December 6, 2002: Screaming and hitting at the airport.
Mid-January 2003: Cristina has been home with us for about five weeks. I am absolutely amazed at how well my wonderful little girl has adjusted. She literally jumps for joy when we pick up my son from school or when he walks in the door. She goes to sleep easily and sleeps through the night. She loves to eat, take baths and play with other children. Cristina turned two on December 26. She runs, jumps, and does a perfect somersault. She has learned a lot of English and loves to talk, especially on the telephone. She is loving and affectionate. Cristina has just started daycare, and she runs into my arms smiling when I pick her up. She also loves books. Although her behavior is generally good, if she doesn’t want to do what you ask her to do, she throws a tantrum (did I mention that she’s two?).
Adjustment has been quick for her, slower for my son, who is gradually getting used to having a toddler in the house. I feel so much love for her that I can’t imagine how I had ever felt detached. I sit looking at my two children sleeping peacefully, and I know that my perfect little family is complete. Sometimes it’s hard to believe that we are no longer waiting for Cristina. Cristina is home.
I was exhausted from the four-hour car ride and from the emotion of the day.
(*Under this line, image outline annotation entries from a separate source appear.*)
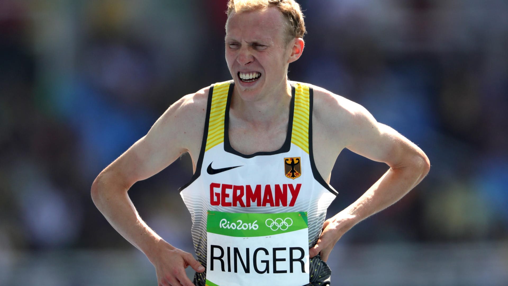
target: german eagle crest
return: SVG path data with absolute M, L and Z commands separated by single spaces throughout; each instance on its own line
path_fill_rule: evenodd
M 302 175 L 302 165 L 299 157 L 284 158 L 284 170 L 285 176 L 293 180 Z

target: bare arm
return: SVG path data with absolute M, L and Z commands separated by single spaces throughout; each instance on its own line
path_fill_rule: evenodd
M 204 268 L 192 254 L 165 241 L 143 221 L 128 191 L 184 153 L 199 154 L 200 147 L 194 142 L 201 143 L 206 92 L 184 97 L 170 107 L 148 133 L 103 170 L 92 185 L 92 199 L 98 209 L 115 230 L 146 255 L 155 267 L 160 285 L 193 285 L 184 269 L 190 266 L 202 272 Z
M 393 128 L 377 122 L 361 106 L 338 96 L 335 103 L 328 108 L 340 110 L 330 114 L 341 115 L 324 118 L 340 121 L 336 125 L 341 126 L 345 147 L 385 162 L 390 168 L 356 202 L 325 222 L 321 236 L 309 252 L 310 257 L 321 252 L 325 261 L 346 232 L 399 200 L 421 181 L 430 166 L 421 149 Z M 324 110 L 326 113 L 330 111 Z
But then I saw her—my beautiful little daughter was being wheeled toward me in a stroller by my agency director. He placed her in my arms and left. I expected bliss—I was wrong. She started screaming at the top of her lungs, “Nu! Nu!” (“No! No!”) and slapping me on the face. We walked through the airport with her screaming and hitting me and me telling her everything would be alright. Later my agency representative would tell me that the screaming and hitting was a good sign. It meant that Cristina had been attached to her foster family, and therefore she would become attached to us.
Back home she cried for an hour and a half and then fell asleep. Then my son starting whimpering and saying that he wanted her to go back. He didn’t like her, and she was too big. I tried to console him by explaining that it would take some time for all of us to adjust, but inside I was thinking, “What have I done? I’ve ruined my perfect little family.”
Most of all, everything seemed unreal, because the adoption itself had been delayed for more than a year.
March 2001: This is where my story starts, but I had begun the adoption process long before. Then I switched to an agency that placed children into foster families as opposed to orphanages. It dealt with infants who were usually home before they turned one, and that was my desire. So in March, the agency called with a referral for a three-month-old baby girl named Cristina. They sent a video, and I had a week to give them my answer. As soon as I saw her, I knew this child was meant to be a part of our family. My son was thrilled, and I told a few family members and friends. The adoption should have taken four to six months to complete. However, in July, Romania imposed a moratorium on international adoptions. Then, in October, the country imposed another—a year-long moratorium.
I explained to my son that there was a delay, and that no one knew when, or even if, the baby would be able to come home. We were both upset, and I tried to detach myself from the situation. When my documents expired, I didn’t rush to update them. I stopped reading adoption books. I stopped talking about adoption. When another video arrived from Romania, I put it away without looking at it. I was trying to stop thinking about the baby named Cristina, who was growing and developing—and who might never become mine.
Early in 2002, my agency informed me that several “pipeline” cases were moving forward and that I needed to update my documents. They also suggested I contact my senators to enlist their help. This adoption became a project that took on a life of its own.
September 2002: My agency informed me that my adoption had been approved by the Romanian Adoption Committee. I had a court date. I was afraid to feel excited, so I told no one. There was still a three-day appeal period, and we needed the final decree, which the judge took three long weeks to issue. At that point I started telling family and friends. I began making arrangements to have her escorted home. My son was beside himself. We had received another video, which showed that our baby had become a toddler who was walking and had lots of hair.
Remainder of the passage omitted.